Data Engineering

Create a User Mapping table based on the Google Analytics 4 BigQuery dataset

When joining data sources on user level, in many occasions the same user has different types of identifiers (or multiple identifiers of the same type). Think of different device (cookie)-IDs, customer-IDs or lead-IDs. Grouping all these identifiers into a matching or mapping table (identity graph) can be useful when you want to stitch online behavior to customers and build a 360° customer view.

This tutorial will show you how to create an identity graph containing all default and custom user identifiers that can be collected in Google Analytics 4, using the BigQuery exports.

  • Group all available user identifiers in Google Analytics 4 into one BigQuery table.
  • Create sub tables based on this master table for joining other data easily.
  • Go directly to the SQL code

Identity Resolution: What is an Identity Graph?

An identity graph is a a unified collection of user-IDs (like customer- or device-IDs) that can be associated to a user, based on their interactions with a website, app or platform.

Platforms like Facebook or Google have their own identity graphs, but the context of this article is to build an identity graph based on your first-party sources, so the identity graph will be specific for your organization.


Identity Graph of first-party identifiers found in the GA4 dataset

Different types of identifiers

The mapping table we're creating in this article, will relate all the (configured) default and custom user-IDs to a single user. In most cases, these identifiers will be of the following types (also see the figure in the previous chapter):

ID typeGA4 parameterDescription
Device-ID / Cookie-IDsuser_pseudo_idIdentifies the same user over different visits (sessions). A cookie-ID (GA client-ID) for web of instance-ID for apps.
Custom User-IDsuser_id / custom_paramFirst-party user-IDs such as customer-IDs or lead-IDs. Should be configured manually (customer-ID has to be made available in your web/app data layer and send to GA4).
Click-IDsgclidGoogle Click-ID (GCLID/DCLID) or Facebook Click-ID (FBCLID). Can be used to send conversion data to these platforms for example. In most cases this value can be retrieved on the landingpage (URL parameters).
Transaction-IDsecommerce.transaction_idIdentifying transactions belonging to a user / customer.

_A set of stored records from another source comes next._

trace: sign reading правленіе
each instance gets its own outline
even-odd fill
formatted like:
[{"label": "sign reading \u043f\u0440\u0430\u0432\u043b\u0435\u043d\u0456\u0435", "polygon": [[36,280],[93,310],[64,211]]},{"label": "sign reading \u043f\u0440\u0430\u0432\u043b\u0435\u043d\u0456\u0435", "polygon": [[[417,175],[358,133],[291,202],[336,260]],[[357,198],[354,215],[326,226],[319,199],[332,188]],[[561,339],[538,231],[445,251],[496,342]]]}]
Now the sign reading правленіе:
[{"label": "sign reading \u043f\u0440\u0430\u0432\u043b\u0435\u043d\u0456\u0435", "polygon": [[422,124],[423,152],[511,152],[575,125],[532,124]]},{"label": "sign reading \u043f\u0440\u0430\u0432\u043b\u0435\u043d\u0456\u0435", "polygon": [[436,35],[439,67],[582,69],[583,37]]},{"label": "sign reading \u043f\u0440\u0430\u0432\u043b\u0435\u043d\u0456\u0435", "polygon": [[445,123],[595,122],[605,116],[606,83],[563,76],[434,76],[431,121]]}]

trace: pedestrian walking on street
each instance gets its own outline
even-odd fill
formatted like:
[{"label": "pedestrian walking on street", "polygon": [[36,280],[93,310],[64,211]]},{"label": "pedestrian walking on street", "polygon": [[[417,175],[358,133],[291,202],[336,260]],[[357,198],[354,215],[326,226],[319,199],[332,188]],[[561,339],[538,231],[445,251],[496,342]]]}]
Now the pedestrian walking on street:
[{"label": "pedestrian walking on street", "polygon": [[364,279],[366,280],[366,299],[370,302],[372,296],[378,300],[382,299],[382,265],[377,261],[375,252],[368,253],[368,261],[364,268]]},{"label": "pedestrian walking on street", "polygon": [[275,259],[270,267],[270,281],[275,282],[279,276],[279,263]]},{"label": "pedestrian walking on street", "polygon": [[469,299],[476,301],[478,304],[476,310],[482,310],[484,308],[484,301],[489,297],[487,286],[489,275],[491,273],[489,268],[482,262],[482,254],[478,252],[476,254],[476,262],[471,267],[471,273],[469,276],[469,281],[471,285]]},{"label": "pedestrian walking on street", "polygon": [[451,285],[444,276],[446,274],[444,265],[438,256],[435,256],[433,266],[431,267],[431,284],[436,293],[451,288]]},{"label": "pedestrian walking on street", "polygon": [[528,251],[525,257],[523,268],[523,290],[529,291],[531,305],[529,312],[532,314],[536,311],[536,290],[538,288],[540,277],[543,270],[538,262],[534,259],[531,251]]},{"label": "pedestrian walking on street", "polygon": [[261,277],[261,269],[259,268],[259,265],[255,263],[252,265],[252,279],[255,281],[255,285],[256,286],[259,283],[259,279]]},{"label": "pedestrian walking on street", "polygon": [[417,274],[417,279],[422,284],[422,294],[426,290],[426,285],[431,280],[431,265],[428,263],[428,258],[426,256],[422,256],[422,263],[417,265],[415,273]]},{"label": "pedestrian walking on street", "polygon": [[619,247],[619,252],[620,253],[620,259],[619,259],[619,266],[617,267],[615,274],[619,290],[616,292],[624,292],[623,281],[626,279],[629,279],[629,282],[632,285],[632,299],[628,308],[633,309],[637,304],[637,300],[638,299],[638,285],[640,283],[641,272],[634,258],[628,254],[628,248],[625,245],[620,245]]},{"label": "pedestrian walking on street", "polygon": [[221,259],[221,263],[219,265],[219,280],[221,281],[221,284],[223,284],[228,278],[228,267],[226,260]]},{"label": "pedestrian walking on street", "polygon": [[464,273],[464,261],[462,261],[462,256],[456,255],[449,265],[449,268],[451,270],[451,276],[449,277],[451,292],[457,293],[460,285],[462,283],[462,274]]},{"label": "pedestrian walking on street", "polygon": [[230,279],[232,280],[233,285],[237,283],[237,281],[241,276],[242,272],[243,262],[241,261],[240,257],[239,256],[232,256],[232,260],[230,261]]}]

Since we're basically grouping all online behavior based on cookie-IDs (device/browser) to (deterministic) user identifiers such as a customer-ID, online behavior can be joined with other data sets as well, like CRM data.

I can't emphasize enough, but make sure you have the appropriate user consent based on what you're doing with the data (e.g. statistics vs marketing purposes).

There are some things you should keep in mind when working with online behavioral data in GA4:

  • Devices and browsers can be shared between multiple users. You can't be 100% sure that you're dealing with the same user for every session in Google Analytics 4. Devices / browsers can be shared for example.
  • Practical example: when customer #1 logs in on browser #1, a customer-ID is tied to the cookie-ID of browser #1. If that same browser is used by another user, this behavior is tied to customer #1 as well.
  • IDs can be shared (unintentionally). For example sharing links with with click-IDs (?gclid=) or some other form of user specific identifiers (commonly used in email links)
  • Cookies (device-IDs) can be deleted. Both by tracking prevention mechanisms such as Apple's ITP or manually.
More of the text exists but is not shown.